Sure it can...it's called POMO...several BILLION of newly printed money being released each and every day. It's what's keeping EVERYTHING up right now. I tried to be slick and go short...not trying it again. Don't fight the Fed when their printers are running over time. Wait until the end (or close to it) of June before thinking about shorting...unless you see everyone else running for the exits.

Again...POMO. The Fed is keeping interest rates low on purpose. It's sacrificing the dollar to keep the bonds alive. The bull market in bonds is over since the rates are so low. The price of bonds is inverse to yield. When the yields FINALLY begin to rise, the price will fall. He got out because yields are really negative due to the fucked up way they measure inflation, so why own something that loses you money? He sold them.
 

SpasticGramps

Don't Drone Me, Bro!
ICMag Donor
Veteran
Everything but the dollar up today. Up Up Up. I'm going to have to bust out my Dow 13,000 hat pretty soon! I keep the Dow 0 hat close by though. :D
 

Madrus Rose

post 69
Veteran
Everything but the dollar up today. Up Up Up. I'm going to have to bust out my Dow 13,000 hat pretty soon!
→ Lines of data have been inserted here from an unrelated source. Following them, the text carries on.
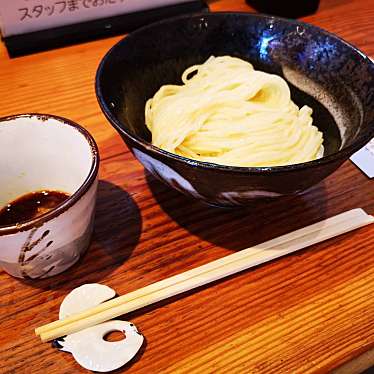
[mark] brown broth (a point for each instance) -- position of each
(30, 206)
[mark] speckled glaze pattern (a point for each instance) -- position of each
(51, 243)
(323, 71)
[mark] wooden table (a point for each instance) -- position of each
(305, 313)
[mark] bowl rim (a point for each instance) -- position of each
(73, 198)
(341, 154)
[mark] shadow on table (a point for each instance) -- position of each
(117, 231)
(238, 228)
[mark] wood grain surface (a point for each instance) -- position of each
(305, 313)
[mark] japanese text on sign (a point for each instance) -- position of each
(24, 16)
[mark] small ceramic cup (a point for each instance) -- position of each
(44, 152)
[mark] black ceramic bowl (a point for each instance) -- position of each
(323, 71)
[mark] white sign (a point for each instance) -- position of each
(364, 159)
(24, 16)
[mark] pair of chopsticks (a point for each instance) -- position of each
(207, 273)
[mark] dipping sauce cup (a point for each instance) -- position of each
(40, 152)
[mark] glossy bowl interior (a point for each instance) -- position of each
(323, 71)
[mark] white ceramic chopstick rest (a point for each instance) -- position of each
(92, 352)
(88, 346)
(84, 297)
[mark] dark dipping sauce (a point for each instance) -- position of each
(30, 206)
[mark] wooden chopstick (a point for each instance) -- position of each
(207, 273)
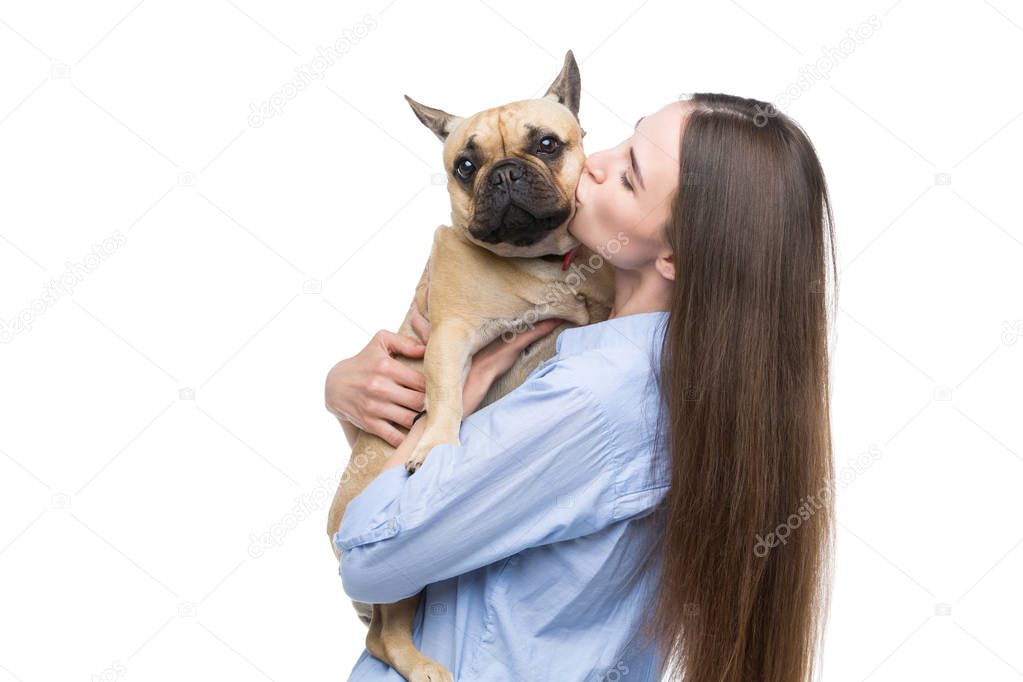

I keep the Dow 0 hat close by though. :D

well this was the week of Big Oils & Refiners , Big Defense & Aerospace stocks , Big Druggies , Big Healthcare , Big Rails with DOW MMM & CAT to float the boat . They also had AMZN which more than made up for Microsoft which is old tech now .

Still lagging were the Semi Equipment makers though INTC kept the SOX going ...but even though the oil/refiners like XOM, CVX , VLO , COP all had stellar profit reports they didnt move up much except for OXY today which popped well.

They got the April rally in just under the wire , part of next years bonuses are assured now . But with the exception of Google & Sir McDonald (American Royalty) who of all the companies reporting this Qtr , actually mentioned a word about any hiring ? Zero , zilch , nada ...

Mentioned the Solar stocks here after the tsunami , they sure got pops again today and this ACOM flew up 43% ....

got laughing Gas ? There's too much complacency out there ,
they sense this too , even CAT's guaranteed pop was muted
http://www.youtube.com/watch?v=_Ha-ZrUPJ_E
 
M

Mountain

Watched ACOM after the close yesterday and only up about 4 points then. Been kind of keeping an eye on this one for a few months but guess not close enough...lol!
 

Madrus Rose

post 69
Veteran
thinking in the am of shorting ACOM but looked at pretty big revs & 25mil float and opted to short the 2nd am pop of NTGR just over $43 and scalped little over a point ....which is a trick of shorting these huge gap momo's in a Helium market is to always wait for the 2nd squeeze up in the am usually see 2 spikes .

ACOM also Mormon based in Provo Utah so they were prolly throwing all God's money at it & also as a friend pointed out Ancestry.Com powers the NBC program "Who Do You Think You Are " which was really popular according to them , great crossover marketing TV, web informational content, etc(never seen) It was those sizeable revs that made me leave it alone .
http://www.nbc.com/who-do-you-think-you-are/

* Never short anything before you do at least a quick DD & chart while reviewing & weighing the news ...generally in the 10mins of DD the stock will still be in its 2nd stage of pushing up , then you can hit the sell button .

Yesterday friend was cashing out his REGN stock as it popped huge to 70 , then just as quick fell back to $51 today . Biotechs will kill you just like the drugs will , lol...was too late to catch that pop .
 

SpasticGramps

Don't Drone Me, Bro!
ICMag Donor
Veteran
They were talking a lot about shorts getting crushed on CNBC today. You weren't the only one RetroGrow.

I think it would be almost impossible to short this market as long as the The Bernank is pumping POMO it's going up IMO. Barring the herd trying to exit at once. I'm no trader though. I just like following the markets.

I would think there are going to be some real nice shorting opportunities come June when QEII (the heroin) dries up.

The head currency trader from Meryll Lynch was saying that he thinks the USD will be a good play at this time which will push stocks down.

I know none of ya'll trade currencies but he explained that the stock market has really become a currency trade now because it's inversely correlating the to USD because of the Fed's intervention in the market.